There could and should be SO many fascinating discoveries to be made about our moon: the vast potential resources there; the perspective of viewing our earth and other parts of our solar system FROM the moon; can human life be sustained in ANY part of the moon's environment? Are settlements feasible? Can one Skype from the moon?

Kidding aside, many questions persist for me and probably millions of others. You being an Apollo geek, I would love to hear what you have to say on this.

David Meerman Scott

Stan, There are many more things to learn. For example, is there water at the lunar poles?

We never went back because it is very expensive and there was always something better to spend the money on. That's too bad. I predict that the Chinese or the Indians will get to the moon before we go back.

Tom Borgman

I was going to ask or bring up another point David about your talk in my post above but forgot...perhaps a case of being bi-lunar!!

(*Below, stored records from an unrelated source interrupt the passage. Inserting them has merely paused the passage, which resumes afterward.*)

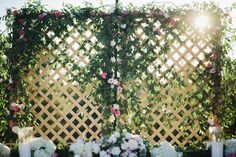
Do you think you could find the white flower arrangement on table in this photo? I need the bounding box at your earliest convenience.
[0,143,11,157]
[224,139,236,155]
[69,139,100,157]
[151,141,178,157]
[30,137,56,157]
[100,132,146,157]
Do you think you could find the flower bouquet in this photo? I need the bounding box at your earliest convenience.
[0,143,11,157]
[30,137,56,157]
[69,139,100,157]
[100,132,146,157]
[151,141,178,157]
[224,139,236,157]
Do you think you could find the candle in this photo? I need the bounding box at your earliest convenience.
[211,141,223,157]
[19,142,31,157]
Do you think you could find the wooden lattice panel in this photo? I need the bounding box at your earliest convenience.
[26,17,214,146]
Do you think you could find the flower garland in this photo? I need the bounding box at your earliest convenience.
[0,2,232,144]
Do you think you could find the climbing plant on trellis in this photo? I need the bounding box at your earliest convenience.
[0,0,230,146]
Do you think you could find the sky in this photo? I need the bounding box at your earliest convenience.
[0,0,236,58]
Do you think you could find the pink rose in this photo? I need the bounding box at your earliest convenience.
[111,107,120,116]
[210,52,218,61]
[12,105,20,112]
[170,19,177,27]
[123,10,129,16]
[19,29,25,36]
[101,72,107,79]
[205,63,212,70]
[23,37,29,43]
[117,16,123,21]
[154,28,161,34]
[12,10,18,17]
[18,19,25,25]
[53,11,62,17]
[38,14,45,20]
[9,120,15,128]
[117,86,123,93]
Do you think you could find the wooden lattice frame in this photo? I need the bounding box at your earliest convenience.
[25,16,214,146]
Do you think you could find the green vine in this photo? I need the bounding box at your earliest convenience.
[0,2,234,144]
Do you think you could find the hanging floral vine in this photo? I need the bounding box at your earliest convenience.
[0,2,232,144]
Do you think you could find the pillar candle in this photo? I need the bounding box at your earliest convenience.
[211,141,223,157]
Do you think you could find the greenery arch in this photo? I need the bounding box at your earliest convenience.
[0,2,235,144]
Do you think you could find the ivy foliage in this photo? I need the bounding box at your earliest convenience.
[0,1,233,144]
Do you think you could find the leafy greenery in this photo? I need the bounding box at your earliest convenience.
[0,2,235,145]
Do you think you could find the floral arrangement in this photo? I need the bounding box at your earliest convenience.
[69,139,100,157]
[151,141,178,157]
[30,137,56,157]
[224,139,236,155]
[100,132,146,157]
[0,143,11,157]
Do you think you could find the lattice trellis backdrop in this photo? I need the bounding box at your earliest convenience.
[26,15,211,146]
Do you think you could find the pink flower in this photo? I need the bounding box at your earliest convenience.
[123,10,129,16]
[38,14,45,20]
[52,153,58,157]
[12,104,20,112]
[19,29,25,36]
[210,52,218,61]
[12,10,18,17]
[111,106,120,116]
[101,72,107,79]
[205,63,212,70]
[170,19,177,27]
[23,37,29,43]
[53,11,62,17]
[18,19,25,25]
[107,78,114,84]
[154,28,161,34]
[117,16,123,21]
[9,120,15,128]
[117,86,123,93]
[113,79,120,86]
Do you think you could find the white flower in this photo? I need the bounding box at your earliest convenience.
[0,143,11,156]
[111,147,121,155]
[120,24,126,29]
[111,39,116,47]
[111,57,116,63]
[99,150,111,157]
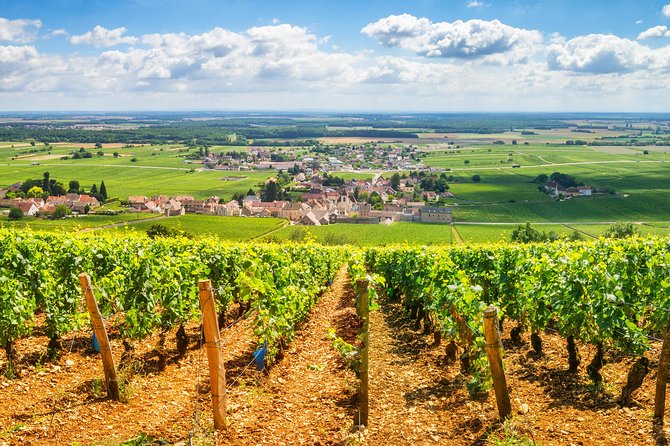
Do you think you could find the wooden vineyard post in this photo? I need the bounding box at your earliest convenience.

So....on this subject of social media being forbidden at 25% (I am surprised it's that low actually): It always makes me scratch my head when I see study after study after survey that ask company strategy/marketing leaders what medium they see allocating much more time/$$ to in their customer engagement efforts these days. Guess what? Duh, it's social media. Seems like 25% are just speaking right out of their arse??

David Meerman Scott

Tom - Regarding all those studies, the question itself is wrong and fear based because they almost always ask about money allocation. So what they are measuring is *social media advertising* which is a very different thing than letting employees freely communicate at work on social media. Many companies do some Facebook ads, Twitter sponsored tweets, and advertising on YouTube and then check the box that they are active in social and will spend more next year but those very same companies forbid employees from using the communications tools on the job. That's what happens when you have advertising experts in charge of social engagement - they want to advertise.

Anne Sorensen

Fantastic David! Congrat's once again. Great to see you at TED! Loved the way you interwove your passions, 'audacious' Apollo and the communications revolution. Your recollections revived similar memories of that day in 1969. We also had a rickety TV trolley and were seated, cross-legged on the floor to watch the landing. :) Captivated. I also remember making a scrapbook and wanting to be an astronaut! :) The example of the 20,000 companies that worked together to make it all happen is the ultimate in collaboration and 'value co-creation', don't you think? Looking forward to more dmscott TED talks. Thanks! PS Am so envious you've met 7/12 of the Apollo astronauts. So cool!!

JOE FELZMAN

Fantastic, dude all you are shared your business. Great things share you here.

David Meerman Scott

Thank you Anne! The ability to mix passion with work is the ultimate in exciting. I sense you are doing that too. May thanks for your memories of Apollo - where were you then? I was in a New York suburban primary school.

Anne Sorensen

Hi David .. I was also at primary school :) .. in Hobart, Tasmania. Have you been down there? It's very pretty. A great time is around New Year to see all the maxi yachts arrive from the Sydney-Hobart! Next trip Downunder perhaps? :) Have a good day.

David Meerman Scott

Hey Anne. Ah, yes, Hobart! I was there about 15 years ago. Tasmania is magical.

Pheasant Hunting Kansas

Excellent presentation by David Meerman Scott. He brought up a lot of great memories about the heady days of the Apollo program and moon walks. I also liked how David related the excitement of the past with the power of new technology and communication methods.

André Duarte

Great presentation! I'm just thinking to reopen my blog because I really think that giving our opinion is really important and may work as a complement of our work since it can very easily show our vision.
Watching this video just made me sure about that, the only problem is the questions that come every single time I think to write a new post, questions like "Are people interested about this topic?", "This topic is only going to give a 5 or 10 lines article? Why should I post it?", and some others... Maybe that's what you said, that the barrier is fear.
Thanks! :)

David Meerman Scott

Andre - just write about what you are passionate about. You will find an audience.